Allogeneic Adsorption (Homologous or Differential Adsorption)

• What it is: Using red blood cells from other individuals (donor cells) with known antigen phenotypes to adsorb antibodies from the patient’s serum/plasma
• When it’s Used: Necessary when autologous adsorption cannot be performed (e.g., recent transfusion, patient severely anemic with insufficient RBCs)
• The Big Challenge: Selecting donor cells carefully! The goal is to remove the interfering antibody (usually a broadly reactive autoantibody) WITHOUT removing any clinically significant alloantibodies the patient might also have
• How it’s Done (Often Differential Adsorption): Requires careful planning. Typically uses three different donor cell samples with specific Rh phenotypes to maximize the chance of leaving common alloantibodies behind:
  • R1R1 cells: (e.g., CDe/CDe) - Lack c and E antigens
  • R2R2 cells: (e.g., cDE/cDE) - Lack C and e antigens
  • rr cells: (e.g., cde/cde) - Lack C, D, and E antigens
  • These cells should also ideally cover other common antigens like K, Fya, Fyb, Jka, Jkb, S, s
• Procedure: Patient serum is adsorbed separately with each of the selected donor cell types. The adsorbed serum aliquots are then tested against panel cells. By comparing results from the different aliquots and the untreated serum, underlying alloantibodies can often be identified (e.g., if an anti-E is present, it should remain in the serum adsorbed with R1R1 and rr cells, but be adsorbed out by the R2R2 cells)
• Risk: There’s always a risk, especially with broadly reactive autoantibodies, that a co-existing alloantibody might react with an antigen present on the chosen donor cells and be inadvertently adsorbed out

Rabbit Erythrocyte Stroma (RESt) Adsorption

• What it is: Using rabbit red blood cell membranes (stroma) which are rich in structures similar to human I, H, and IH antigens
• When it’s Used: Primarily to remove interfering cold autoantibodies (often anti-I) that are causing problems at room temperature or immediate spin phases, potentially masking IgM alloantibodies
• Caution: RESt can sometimes adsorb other antibodies, including anti-B and clinically significant antibodies like anti-Vel

Interpretation & Next Steps

After adsorption, the adsorbed serum is tested using standard antibody identification panel procedures (e.g., LISS or PEG IAT)

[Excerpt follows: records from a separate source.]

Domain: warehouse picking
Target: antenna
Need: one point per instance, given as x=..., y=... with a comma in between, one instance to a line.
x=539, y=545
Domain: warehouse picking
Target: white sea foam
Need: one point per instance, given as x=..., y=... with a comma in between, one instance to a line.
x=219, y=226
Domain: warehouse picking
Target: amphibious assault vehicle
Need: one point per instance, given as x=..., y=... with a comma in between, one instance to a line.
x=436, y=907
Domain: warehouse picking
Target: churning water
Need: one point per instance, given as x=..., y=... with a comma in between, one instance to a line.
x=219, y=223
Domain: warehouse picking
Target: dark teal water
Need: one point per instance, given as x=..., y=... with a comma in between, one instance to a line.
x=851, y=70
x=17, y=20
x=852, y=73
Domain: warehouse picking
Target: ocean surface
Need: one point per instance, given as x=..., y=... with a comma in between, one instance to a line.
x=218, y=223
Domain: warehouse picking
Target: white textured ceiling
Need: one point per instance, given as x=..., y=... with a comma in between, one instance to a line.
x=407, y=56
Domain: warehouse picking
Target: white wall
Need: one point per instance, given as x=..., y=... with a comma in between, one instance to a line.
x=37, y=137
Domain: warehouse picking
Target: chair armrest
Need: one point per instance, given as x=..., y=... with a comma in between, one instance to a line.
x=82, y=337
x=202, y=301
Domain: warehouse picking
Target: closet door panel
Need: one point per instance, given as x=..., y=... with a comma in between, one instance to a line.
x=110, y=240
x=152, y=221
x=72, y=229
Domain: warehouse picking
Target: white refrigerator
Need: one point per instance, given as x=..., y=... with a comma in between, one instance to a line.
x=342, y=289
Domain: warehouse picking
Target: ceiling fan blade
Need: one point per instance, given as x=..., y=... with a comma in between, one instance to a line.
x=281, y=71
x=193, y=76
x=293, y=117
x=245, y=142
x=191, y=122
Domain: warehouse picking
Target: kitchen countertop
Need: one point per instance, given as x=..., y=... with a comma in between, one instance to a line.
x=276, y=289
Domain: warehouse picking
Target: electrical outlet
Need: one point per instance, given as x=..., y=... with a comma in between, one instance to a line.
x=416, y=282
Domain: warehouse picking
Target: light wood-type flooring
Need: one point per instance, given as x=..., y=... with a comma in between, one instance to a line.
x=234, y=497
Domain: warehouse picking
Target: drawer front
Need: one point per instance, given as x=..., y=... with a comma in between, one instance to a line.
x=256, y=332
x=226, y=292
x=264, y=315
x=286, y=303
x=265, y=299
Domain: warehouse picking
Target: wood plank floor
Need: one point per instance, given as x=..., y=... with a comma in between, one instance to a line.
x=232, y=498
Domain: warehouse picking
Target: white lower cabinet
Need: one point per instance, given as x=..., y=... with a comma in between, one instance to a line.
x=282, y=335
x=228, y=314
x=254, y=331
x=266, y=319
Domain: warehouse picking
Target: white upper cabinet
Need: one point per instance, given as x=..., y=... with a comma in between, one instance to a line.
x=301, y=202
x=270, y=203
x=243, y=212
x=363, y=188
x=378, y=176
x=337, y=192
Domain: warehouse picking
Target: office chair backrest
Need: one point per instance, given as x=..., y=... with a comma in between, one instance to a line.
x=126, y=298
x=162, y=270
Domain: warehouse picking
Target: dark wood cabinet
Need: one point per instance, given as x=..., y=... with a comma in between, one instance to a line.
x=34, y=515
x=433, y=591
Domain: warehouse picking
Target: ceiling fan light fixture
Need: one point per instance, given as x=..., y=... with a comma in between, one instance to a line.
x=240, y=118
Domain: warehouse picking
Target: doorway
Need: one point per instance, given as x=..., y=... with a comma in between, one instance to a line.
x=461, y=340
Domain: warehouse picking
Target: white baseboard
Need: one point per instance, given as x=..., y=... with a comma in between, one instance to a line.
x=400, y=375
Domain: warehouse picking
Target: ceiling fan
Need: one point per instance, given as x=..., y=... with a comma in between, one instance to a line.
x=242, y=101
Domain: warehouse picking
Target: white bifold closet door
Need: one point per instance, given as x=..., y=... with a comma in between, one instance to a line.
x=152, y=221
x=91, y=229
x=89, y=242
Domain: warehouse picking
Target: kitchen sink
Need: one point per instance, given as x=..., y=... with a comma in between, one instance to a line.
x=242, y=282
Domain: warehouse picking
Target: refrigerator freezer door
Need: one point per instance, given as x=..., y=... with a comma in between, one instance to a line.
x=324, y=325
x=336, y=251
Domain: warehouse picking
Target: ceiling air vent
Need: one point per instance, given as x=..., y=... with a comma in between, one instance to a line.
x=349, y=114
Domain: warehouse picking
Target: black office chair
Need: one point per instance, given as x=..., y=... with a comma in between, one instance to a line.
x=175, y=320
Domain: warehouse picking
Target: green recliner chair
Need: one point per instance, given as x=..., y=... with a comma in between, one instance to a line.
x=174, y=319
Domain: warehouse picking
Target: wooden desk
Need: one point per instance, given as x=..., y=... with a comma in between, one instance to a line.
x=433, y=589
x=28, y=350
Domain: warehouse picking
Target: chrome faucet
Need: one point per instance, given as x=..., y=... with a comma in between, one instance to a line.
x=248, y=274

• Compare the results of the adsorbed serum panel to the results obtained with the unadsorbed serum
• Any clinically significant alloantibodies should remain in the adsorbed serum (especially after autoadsorption) and their specificity can now be determined without the interference of the removed antibody
• If all reactivity disappears after adsorption, it suggests only the adsorbed antibody (e.g., the autoantibody) was present

Adsorption techniques are powerful but require careful planning, execution, and interpretation. They are essential for ensuring patient safety when autoantibodies complicate the serologic picture!